Это было выше моего понимания. В голове у меня роилось много мыслей, которым я давал волю лишь в определенных случаях, и, в сущности, меня интересовал при этом стыд, а также страх признать себя извращенцем. Приходя в возбуждение от своего же возмущения, я не мог себе представить, как все это функционировало бы вообще без стыда. Порой мне казалось, что мой фалл наполнен не кровью, а стыдом. Я был, несомненно, свиньей и развратником, ибо с какой стати я должен был бы трахаться, если б это не было порочным занятием? С чего бы мне пылать страстью к заднице Агаты, если бы ее анус не был вратами порока?

Как-то в субботу, Эрнеста с утра хлопотала по дому, мы сели в мою «тойоту», выбрали дорогу, огибающую Cercle sportif, миновали его и, проехав с полмили, остановились за живой изгородью, что было, конечно, верхом легкомыслия: мы оба рисковали в тот момент головой. За каждым банановым деревом вполне мог стоять местный житель, и на следующий день о нашей связи знал бы весь Кигали. И все-таки мы занялись нашим обычным делом.
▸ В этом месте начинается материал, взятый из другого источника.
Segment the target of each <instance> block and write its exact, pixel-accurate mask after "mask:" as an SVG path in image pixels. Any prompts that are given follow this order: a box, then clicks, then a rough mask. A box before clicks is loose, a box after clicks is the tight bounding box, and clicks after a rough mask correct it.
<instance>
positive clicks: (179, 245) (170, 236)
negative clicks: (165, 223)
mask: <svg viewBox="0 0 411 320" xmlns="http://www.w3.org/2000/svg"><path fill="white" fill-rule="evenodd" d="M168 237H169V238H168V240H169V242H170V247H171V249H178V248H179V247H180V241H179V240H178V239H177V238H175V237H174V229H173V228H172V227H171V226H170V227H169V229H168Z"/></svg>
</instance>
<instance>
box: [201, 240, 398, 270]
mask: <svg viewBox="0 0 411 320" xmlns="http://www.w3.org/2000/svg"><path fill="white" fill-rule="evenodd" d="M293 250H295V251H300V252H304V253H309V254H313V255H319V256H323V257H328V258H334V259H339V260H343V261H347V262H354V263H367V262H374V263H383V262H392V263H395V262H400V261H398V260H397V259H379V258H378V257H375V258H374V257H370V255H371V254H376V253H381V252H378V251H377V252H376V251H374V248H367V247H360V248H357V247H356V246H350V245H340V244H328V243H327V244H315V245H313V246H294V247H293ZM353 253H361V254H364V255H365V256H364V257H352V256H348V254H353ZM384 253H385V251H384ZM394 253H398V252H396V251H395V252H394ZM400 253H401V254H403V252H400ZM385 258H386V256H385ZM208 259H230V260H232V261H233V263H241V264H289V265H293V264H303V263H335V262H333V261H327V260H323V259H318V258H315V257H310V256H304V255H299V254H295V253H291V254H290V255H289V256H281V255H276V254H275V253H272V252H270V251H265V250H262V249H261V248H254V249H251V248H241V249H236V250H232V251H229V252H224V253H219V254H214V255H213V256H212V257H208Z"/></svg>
Меня возбуждали опасность и теснота на заднем сиденье; наши руки и ноги надо было куда-то девать, они нам мешали. Агата кричала, я прикрывал рукою ей рот, а когда все кончилось, она обтерлась, поправила кофточку, одернула юбку — и ни словом не обмолвилась о том безумии, в какое ее ввергла страсть.
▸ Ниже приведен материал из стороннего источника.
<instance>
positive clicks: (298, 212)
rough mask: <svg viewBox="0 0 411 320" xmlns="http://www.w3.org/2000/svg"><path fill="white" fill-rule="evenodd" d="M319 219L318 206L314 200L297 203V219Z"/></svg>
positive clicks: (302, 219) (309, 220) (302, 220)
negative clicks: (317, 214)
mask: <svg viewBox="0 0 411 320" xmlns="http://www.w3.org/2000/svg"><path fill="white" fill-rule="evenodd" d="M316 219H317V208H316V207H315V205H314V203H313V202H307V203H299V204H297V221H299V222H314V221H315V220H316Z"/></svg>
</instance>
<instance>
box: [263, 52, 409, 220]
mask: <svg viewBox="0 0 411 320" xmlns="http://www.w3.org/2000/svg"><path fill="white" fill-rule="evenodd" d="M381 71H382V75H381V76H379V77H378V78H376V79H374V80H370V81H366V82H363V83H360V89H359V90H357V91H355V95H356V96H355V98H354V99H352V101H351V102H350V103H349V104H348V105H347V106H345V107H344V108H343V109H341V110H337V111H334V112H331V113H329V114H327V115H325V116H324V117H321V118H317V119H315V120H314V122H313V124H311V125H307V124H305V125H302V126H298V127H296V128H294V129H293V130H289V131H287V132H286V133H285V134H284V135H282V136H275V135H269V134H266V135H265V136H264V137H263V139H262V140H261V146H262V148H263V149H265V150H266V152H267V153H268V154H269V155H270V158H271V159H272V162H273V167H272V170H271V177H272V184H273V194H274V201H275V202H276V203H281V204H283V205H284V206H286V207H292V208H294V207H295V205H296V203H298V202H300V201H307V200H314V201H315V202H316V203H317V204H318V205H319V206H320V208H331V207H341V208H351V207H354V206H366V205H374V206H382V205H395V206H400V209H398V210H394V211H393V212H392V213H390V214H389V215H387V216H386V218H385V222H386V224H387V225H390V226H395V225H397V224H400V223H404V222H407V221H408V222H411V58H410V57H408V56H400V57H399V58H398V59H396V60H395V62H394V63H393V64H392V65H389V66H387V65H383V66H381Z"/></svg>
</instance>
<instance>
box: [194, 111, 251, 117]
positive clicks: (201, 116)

На обратном пути я наблюдал за ней через зеркало заднего вида: пытался уловить какой-нибудь знак, — может быть, дрогнут губы или ресницы, хотел, чтобы она стала такой же порочной, как и я, но для нее решение заняться любовью в машине было всего лишь следствием сложившейся ситуации. Так люди ищут другой ресторан, увидев, что в том, куда они зашли поначалу, все столики заняты. Нам не терпелось трахаться. Особняк Амсар был занят. И потому мы трахались в машине. Вот и вся недолга.
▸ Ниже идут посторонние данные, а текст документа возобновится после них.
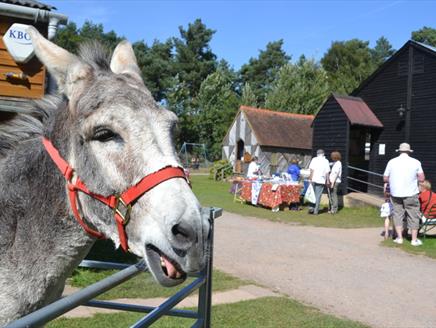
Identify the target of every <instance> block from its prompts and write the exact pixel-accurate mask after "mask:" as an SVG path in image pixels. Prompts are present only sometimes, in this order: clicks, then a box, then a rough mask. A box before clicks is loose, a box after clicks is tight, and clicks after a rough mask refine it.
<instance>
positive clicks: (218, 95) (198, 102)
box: [196, 67, 239, 160]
Я был разочарован и стал спрашивать себя, а не кроется ли наслаждение в самом процессе — в слиянии наших секретов, в прикосновении моего фалла к отверстиям в ее теле. Прикосновения эти были, безусловно, приятными, однако в общем и целом я делал это конечно же не потому, что ее прелести обладали особой притягательной силой. Все эти детали не гасили наш пыл, но мне нравились минуты, когда я мог остаться один и поразмышлять об интимнейшей близости — не об акте как таковом, а скорее об Агате. Не как о человеке, о женщине, а как о дочери этой страны. Я гордился собой и своим фаллом. Мы покинули захолустные мирки, где нам суждено было родиться, и шагнули в большой мир, чтобы преодолеть все барьеры в виде отметок о стране происхождения и культурных различий. Нас не остановили предрассудки, мы прямиком последовали нашему истинному назначению — погоне за чародейкой, скрывавшейся между женскими бедрами и лоном. Это было то, что предуготовила нам природа. Я должен был проникнуть в эту тайну, однако рассмотреть стыд Агаты спокойно, без помех мне пока не удавалось.